Di anni ormai ne ha 57, ma la voce è sempre quella. Robert Smith ti rapisce per quasi tre ore di concerto. Ieri sera al Palalottomatica di Roma: oltre 30 ‘ninna nanne’ dei suoi ‘The Cure’, capolavoro riuscito di dark wave e post punk che ha dettato legge dalla seconda metà degli anni ’70 fino ai ’90. Tenero, gentile col pubblico e anche scherzoso, quel tanto che basta per confermare che con lui il dark assume sempre il volto di un peluche da coccolare.

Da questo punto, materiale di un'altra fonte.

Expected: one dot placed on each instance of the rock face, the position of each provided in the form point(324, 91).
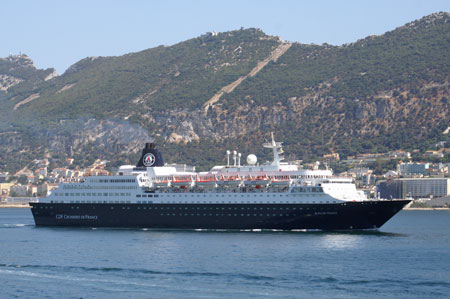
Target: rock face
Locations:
point(379, 93)
point(20, 68)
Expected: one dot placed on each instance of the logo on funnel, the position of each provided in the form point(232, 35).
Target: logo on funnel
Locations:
point(149, 159)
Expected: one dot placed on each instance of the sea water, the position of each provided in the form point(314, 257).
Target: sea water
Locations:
point(409, 257)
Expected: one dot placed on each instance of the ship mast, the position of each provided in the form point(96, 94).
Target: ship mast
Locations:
point(277, 150)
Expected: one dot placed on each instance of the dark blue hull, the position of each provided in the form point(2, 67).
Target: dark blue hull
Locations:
point(344, 216)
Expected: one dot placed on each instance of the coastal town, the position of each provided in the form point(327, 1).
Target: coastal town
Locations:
point(398, 174)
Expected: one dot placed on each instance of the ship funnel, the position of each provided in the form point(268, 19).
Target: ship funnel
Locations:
point(151, 157)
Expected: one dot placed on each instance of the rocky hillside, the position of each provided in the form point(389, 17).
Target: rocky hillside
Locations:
point(227, 90)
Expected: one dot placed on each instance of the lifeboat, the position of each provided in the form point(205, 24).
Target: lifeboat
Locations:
point(161, 182)
point(257, 181)
point(206, 181)
point(231, 181)
point(280, 181)
point(183, 181)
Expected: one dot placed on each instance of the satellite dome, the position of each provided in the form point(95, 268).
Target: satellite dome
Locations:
point(251, 159)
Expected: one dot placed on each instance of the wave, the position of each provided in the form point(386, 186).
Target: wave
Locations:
point(136, 271)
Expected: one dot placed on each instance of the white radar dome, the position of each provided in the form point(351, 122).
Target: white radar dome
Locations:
point(251, 159)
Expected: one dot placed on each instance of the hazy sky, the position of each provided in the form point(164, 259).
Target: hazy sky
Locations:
point(61, 32)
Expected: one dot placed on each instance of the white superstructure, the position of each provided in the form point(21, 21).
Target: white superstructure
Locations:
point(274, 182)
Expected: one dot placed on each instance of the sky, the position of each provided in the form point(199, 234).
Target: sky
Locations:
point(60, 33)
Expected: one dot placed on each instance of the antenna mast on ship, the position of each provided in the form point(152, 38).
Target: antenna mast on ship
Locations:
point(277, 150)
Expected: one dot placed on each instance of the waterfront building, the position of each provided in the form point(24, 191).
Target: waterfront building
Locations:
point(415, 188)
point(408, 169)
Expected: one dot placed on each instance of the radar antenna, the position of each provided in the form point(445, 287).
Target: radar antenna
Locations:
point(277, 150)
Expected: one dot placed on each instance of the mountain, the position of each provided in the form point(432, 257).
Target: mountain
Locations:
point(221, 90)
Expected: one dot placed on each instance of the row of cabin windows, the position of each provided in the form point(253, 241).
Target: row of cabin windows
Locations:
point(307, 189)
point(210, 209)
point(91, 194)
point(149, 202)
point(117, 181)
point(83, 187)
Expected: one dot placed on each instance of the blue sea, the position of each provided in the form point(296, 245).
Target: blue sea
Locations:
point(409, 257)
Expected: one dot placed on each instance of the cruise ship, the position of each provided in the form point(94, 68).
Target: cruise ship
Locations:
point(274, 195)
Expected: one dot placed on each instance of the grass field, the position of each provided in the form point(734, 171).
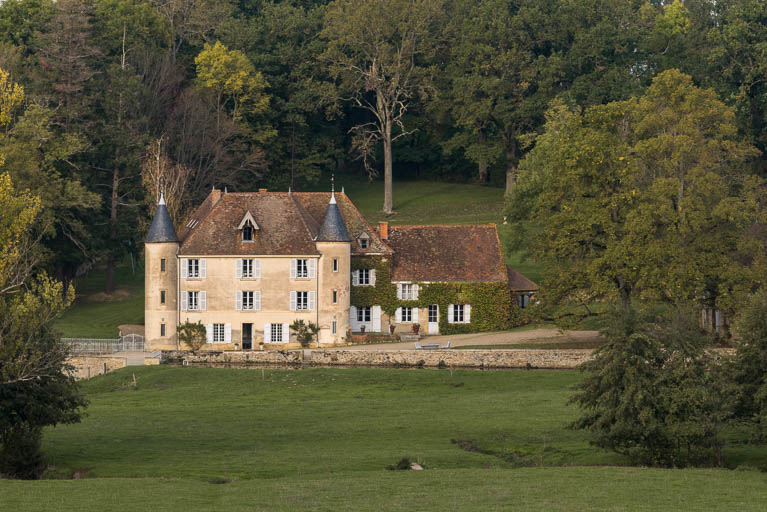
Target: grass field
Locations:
point(417, 202)
point(320, 439)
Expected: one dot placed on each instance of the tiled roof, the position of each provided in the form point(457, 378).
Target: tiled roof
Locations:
point(282, 229)
point(518, 282)
point(316, 203)
point(447, 253)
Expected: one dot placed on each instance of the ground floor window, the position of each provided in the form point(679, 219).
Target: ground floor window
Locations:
point(363, 314)
point(218, 333)
point(276, 335)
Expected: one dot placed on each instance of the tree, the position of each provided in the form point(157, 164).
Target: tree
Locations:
point(36, 389)
point(305, 333)
point(500, 84)
point(378, 53)
point(651, 393)
point(193, 335)
point(649, 198)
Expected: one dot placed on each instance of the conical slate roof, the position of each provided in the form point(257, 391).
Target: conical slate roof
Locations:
point(162, 227)
point(333, 228)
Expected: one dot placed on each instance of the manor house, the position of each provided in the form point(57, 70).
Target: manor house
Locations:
point(247, 265)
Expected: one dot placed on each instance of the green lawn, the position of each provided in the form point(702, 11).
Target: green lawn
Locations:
point(320, 439)
point(86, 319)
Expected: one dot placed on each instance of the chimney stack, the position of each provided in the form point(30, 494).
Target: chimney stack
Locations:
point(383, 230)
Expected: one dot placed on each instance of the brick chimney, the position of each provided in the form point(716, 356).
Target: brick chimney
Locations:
point(383, 230)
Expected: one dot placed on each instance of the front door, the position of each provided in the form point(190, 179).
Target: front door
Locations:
point(433, 319)
point(247, 336)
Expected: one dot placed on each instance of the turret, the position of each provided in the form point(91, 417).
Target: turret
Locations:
point(334, 243)
point(161, 281)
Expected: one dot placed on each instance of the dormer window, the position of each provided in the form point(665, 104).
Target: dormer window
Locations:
point(248, 227)
point(364, 241)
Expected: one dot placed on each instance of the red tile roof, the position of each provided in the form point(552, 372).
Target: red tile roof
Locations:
point(447, 253)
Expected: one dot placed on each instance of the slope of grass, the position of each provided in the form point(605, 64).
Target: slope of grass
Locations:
point(320, 439)
point(88, 319)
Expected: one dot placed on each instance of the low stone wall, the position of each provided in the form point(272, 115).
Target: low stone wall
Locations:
point(86, 367)
point(559, 359)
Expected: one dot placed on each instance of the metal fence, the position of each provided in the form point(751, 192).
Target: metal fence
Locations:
point(127, 343)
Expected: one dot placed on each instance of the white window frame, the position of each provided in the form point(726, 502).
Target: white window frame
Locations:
point(219, 333)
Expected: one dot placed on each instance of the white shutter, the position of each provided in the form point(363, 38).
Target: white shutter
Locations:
point(376, 319)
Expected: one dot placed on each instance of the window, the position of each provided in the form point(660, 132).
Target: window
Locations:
point(247, 232)
point(247, 300)
point(302, 301)
point(302, 268)
point(363, 314)
point(458, 313)
point(433, 314)
point(409, 292)
point(218, 333)
point(247, 268)
point(193, 301)
point(275, 333)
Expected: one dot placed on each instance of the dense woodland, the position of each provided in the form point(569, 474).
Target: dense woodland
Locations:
point(124, 97)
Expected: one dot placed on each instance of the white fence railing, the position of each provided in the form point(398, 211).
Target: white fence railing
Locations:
point(127, 343)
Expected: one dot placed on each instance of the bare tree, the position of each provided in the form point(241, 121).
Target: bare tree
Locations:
point(377, 52)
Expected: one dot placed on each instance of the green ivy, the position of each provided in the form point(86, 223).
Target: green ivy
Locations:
point(491, 305)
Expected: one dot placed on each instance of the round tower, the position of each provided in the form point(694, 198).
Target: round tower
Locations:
point(333, 301)
point(161, 282)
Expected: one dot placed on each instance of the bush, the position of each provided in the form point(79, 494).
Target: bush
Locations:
point(653, 394)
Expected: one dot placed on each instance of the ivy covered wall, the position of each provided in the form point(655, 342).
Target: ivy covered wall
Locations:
point(491, 305)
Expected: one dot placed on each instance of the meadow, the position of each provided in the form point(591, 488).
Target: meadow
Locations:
point(417, 202)
point(321, 439)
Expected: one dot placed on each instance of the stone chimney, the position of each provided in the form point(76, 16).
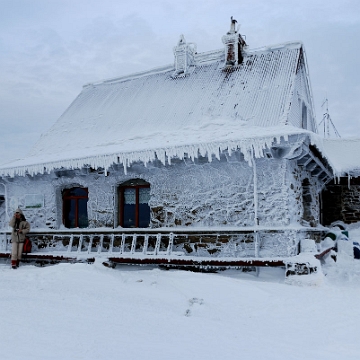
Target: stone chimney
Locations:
point(234, 45)
point(184, 56)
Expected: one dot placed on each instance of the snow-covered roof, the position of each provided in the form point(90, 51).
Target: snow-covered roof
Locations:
point(205, 109)
point(343, 154)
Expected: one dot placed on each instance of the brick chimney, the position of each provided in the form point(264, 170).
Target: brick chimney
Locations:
point(234, 45)
point(184, 55)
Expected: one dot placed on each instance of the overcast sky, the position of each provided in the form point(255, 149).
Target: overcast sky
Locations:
point(50, 48)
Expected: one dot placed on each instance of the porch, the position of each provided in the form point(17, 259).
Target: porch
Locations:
point(169, 247)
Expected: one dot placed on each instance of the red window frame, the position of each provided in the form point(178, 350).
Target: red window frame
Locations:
point(66, 197)
point(121, 190)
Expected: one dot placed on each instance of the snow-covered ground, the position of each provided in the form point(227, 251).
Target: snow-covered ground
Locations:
point(81, 311)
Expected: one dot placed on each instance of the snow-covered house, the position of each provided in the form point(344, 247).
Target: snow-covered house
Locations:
point(218, 151)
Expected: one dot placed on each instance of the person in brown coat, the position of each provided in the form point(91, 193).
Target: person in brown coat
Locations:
point(20, 228)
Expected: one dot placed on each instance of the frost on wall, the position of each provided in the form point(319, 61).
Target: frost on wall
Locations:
point(185, 193)
point(211, 194)
point(304, 201)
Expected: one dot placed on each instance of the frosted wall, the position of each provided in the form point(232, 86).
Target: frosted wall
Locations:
point(220, 193)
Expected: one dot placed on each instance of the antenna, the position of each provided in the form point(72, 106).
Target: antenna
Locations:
point(327, 122)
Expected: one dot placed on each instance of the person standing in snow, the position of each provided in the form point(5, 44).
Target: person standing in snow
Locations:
point(20, 228)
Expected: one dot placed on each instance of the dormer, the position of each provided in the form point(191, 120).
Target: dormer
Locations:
point(184, 56)
point(234, 45)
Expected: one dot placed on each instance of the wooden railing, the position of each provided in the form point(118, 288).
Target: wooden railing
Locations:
point(213, 243)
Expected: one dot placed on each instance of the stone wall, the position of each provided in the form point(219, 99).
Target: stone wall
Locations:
point(341, 201)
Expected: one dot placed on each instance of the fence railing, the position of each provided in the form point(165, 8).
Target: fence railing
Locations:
point(212, 243)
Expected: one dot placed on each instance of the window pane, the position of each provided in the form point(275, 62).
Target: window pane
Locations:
point(129, 212)
point(144, 195)
point(76, 192)
point(130, 196)
point(69, 213)
point(82, 213)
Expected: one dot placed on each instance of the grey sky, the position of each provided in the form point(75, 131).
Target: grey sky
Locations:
point(50, 48)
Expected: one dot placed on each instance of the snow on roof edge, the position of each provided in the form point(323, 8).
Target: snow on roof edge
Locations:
point(250, 147)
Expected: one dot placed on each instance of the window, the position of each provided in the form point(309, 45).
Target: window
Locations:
point(134, 210)
point(304, 116)
point(75, 207)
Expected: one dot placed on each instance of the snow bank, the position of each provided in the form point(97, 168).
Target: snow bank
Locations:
point(88, 311)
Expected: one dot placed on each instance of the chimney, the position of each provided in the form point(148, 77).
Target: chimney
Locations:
point(234, 45)
point(184, 56)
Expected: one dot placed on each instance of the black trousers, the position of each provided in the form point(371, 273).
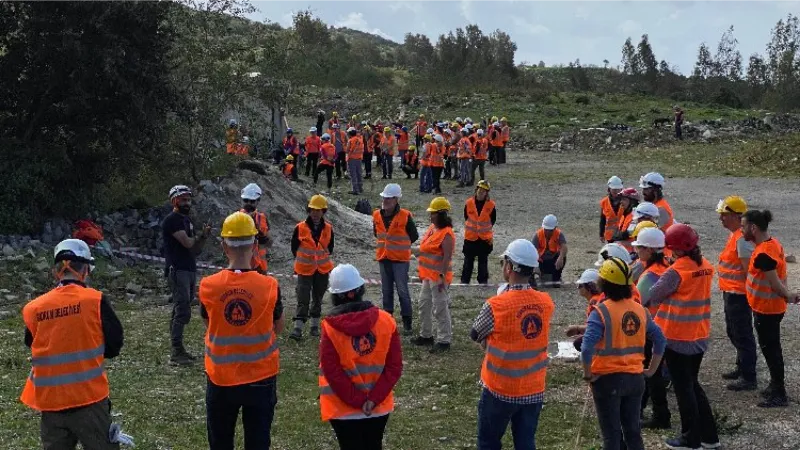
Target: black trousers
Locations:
point(312, 159)
point(360, 434)
point(739, 327)
point(697, 419)
point(768, 328)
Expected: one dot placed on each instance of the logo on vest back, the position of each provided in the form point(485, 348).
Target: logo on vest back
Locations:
point(630, 323)
point(531, 326)
point(364, 345)
point(238, 312)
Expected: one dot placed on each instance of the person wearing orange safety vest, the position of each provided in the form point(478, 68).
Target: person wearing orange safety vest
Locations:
point(360, 361)
point(513, 327)
point(70, 331)
point(649, 245)
point(395, 231)
point(551, 243)
point(312, 245)
point(251, 194)
point(243, 313)
point(768, 295)
point(480, 216)
point(610, 210)
point(435, 267)
point(613, 355)
point(734, 261)
point(683, 296)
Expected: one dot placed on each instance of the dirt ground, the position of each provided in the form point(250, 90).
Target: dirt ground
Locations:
point(570, 186)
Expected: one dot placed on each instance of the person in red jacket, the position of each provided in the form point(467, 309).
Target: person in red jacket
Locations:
point(361, 361)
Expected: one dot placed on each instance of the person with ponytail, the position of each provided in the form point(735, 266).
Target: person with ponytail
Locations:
point(683, 298)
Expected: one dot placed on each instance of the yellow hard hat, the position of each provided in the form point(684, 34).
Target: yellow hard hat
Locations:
point(238, 225)
point(439, 204)
point(318, 202)
point(616, 271)
point(733, 203)
point(641, 226)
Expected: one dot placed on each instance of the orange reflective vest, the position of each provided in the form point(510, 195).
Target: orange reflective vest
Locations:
point(313, 256)
point(621, 350)
point(760, 296)
point(313, 143)
point(613, 218)
point(327, 154)
point(431, 254)
point(393, 244)
point(363, 359)
point(67, 349)
point(732, 275)
point(259, 260)
point(515, 364)
point(553, 244)
point(686, 314)
point(479, 226)
point(664, 206)
point(355, 148)
point(241, 346)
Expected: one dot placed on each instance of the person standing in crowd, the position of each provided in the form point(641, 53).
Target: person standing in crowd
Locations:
point(551, 244)
point(513, 328)
point(251, 195)
point(613, 353)
point(435, 265)
point(683, 296)
point(180, 247)
point(732, 270)
point(361, 361)
point(242, 357)
point(395, 231)
point(610, 210)
point(767, 295)
point(70, 331)
point(312, 246)
point(480, 216)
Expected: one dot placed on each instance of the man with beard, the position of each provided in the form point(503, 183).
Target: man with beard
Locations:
point(180, 247)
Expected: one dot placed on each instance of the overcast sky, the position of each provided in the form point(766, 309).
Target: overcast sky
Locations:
point(560, 31)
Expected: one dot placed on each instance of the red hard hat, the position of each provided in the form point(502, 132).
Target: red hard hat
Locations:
point(681, 237)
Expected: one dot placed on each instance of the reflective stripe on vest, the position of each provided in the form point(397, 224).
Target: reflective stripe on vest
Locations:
point(515, 363)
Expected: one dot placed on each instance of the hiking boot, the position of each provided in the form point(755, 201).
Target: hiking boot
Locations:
point(742, 385)
point(732, 375)
point(439, 347)
point(421, 341)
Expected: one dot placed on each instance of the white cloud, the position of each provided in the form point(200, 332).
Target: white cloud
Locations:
point(355, 20)
point(528, 27)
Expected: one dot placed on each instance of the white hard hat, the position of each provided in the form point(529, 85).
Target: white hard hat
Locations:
point(650, 238)
point(522, 252)
point(651, 179)
point(392, 190)
point(588, 276)
point(615, 182)
point(550, 222)
point(645, 209)
point(73, 250)
point(344, 278)
point(612, 250)
point(251, 192)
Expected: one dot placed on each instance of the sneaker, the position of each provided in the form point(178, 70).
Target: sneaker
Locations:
point(439, 347)
point(679, 443)
point(419, 340)
point(742, 385)
point(732, 375)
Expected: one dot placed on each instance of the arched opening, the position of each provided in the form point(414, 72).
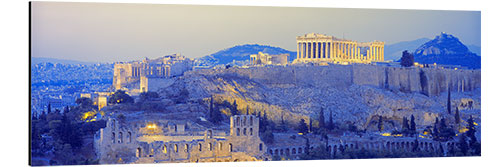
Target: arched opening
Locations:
point(138, 152)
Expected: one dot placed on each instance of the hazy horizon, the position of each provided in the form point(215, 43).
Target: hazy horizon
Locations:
point(107, 32)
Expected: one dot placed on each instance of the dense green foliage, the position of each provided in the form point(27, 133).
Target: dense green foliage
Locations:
point(407, 60)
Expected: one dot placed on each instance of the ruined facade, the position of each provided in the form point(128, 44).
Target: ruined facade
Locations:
point(314, 47)
point(128, 76)
point(266, 59)
point(154, 140)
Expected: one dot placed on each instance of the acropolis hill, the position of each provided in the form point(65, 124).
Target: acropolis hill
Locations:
point(353, 93)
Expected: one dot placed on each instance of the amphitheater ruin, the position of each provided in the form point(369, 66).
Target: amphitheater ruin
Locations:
point(315, 47)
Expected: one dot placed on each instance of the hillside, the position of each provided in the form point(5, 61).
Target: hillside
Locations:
point(447, 49)
point(271, 90)
point(240, 54)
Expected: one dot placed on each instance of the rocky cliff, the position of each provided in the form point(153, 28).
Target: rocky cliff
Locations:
point(447, 49)
point(354, 94)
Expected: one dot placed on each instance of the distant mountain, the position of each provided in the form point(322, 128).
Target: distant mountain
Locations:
point(38, 60)
point(447, 49)
point(241, 53)
point(395, 51)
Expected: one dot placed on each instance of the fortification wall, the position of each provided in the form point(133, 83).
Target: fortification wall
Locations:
point(429, 81)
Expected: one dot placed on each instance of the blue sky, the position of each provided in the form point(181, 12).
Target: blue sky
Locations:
point(101, 32)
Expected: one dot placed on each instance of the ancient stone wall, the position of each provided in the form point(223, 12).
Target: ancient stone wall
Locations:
point(429, 81)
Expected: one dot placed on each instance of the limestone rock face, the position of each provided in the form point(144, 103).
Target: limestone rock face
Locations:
point(291, 94)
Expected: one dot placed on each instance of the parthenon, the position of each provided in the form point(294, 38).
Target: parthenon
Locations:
point(314, 47)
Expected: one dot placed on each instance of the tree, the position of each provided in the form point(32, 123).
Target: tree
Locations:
point(321, 119)
point(330, 122)
point(406, 126)
point(310, 125)
point(120, 97)
point(308, 146)
point(407, 60)
point(380, 124)
point(211, 108)
point(302, 127)
point(49, 109)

Robert Smith scalda. Con lui il gotico diventa sempre rifugio per chi oltre ai Cure ama – o amava – perdersi negli incubi dei Joy Division o imbottirsi delle acidità di Siouxie and the Banshees. Mettici anche il tempo che è passato e il ricordo che si fa nostalgia: è un attimo e un concerto del leader dei Cure nel 2016 diventa un abbraccio confortante. Chi l’avrebbe mai detto?

Tutti i fans che ieri hanno riempito il Palalottomatica, certo. Esordio con ‘Shake dog shake’, subito dopo la splendida ‘Fascination Street’ e ‘A night like this’, pezzi noti da ‘Pictures of you’ a ‘Lullaby’ fino a ‘Boys don’t cry’ e ‘Close to me’ che vengono riservate per i bis finali: ben tre.

Ci sono i pannelli a far da scenografia: talvolta servono per portare in primo piano il faccione pallido con rossetto e kajal di Robert. Altre volte proiettano immagini di proteste e oppressione, migranti in mare e Mohammed Alì sul ring, guerre e fungo atomico. Oppure l’ombra di una ragazza che danza in kimono, a dire del fascino per l’oriente che ha rapito tanti 30-40 anni fa, da Smith a David Bowie, David Sylvian. Poi alla fine del primo bis quegli stessi pannelli ti prendono per mano e ti portano tra gli alberi, nella notte: ‘into the trees’ di ‘A forest’, uno dei brani più riusciti del concerto.

Robert Smith piace. Perché è uno di quelli che non si preoccupano di finire come Sean Penn del film ‘This must be the place’, ex rockstar in pensione, triste prigioniero del cerone e della cipria a 60 anni. Il leader dei Cure pure non molla gli strumenti del mestiere, è l’unico del gruppo a non aver abbandonato la band: non si preoccupa di risultare fuori sincrono, almeno fino a quando continuerà a riempire i palasport. Il tour del 2016 è lunghissimo, attraversa tutta l’Europa (Germania, Belgio, Olanda, Spagna, Francia…) per finire in madrepatria, la Gran Bretagna. Oltre 30 pezzi di un genere musicale, post-punk e dark, molto frequentato negli anni ‘70-80, ma che i Cure sono riusciti a personalizzare e anche a commercializzare di più, giocando con le note della tristezza. Con loro sono diventate tanti, brillanti, esempi di ‘Lullaby’.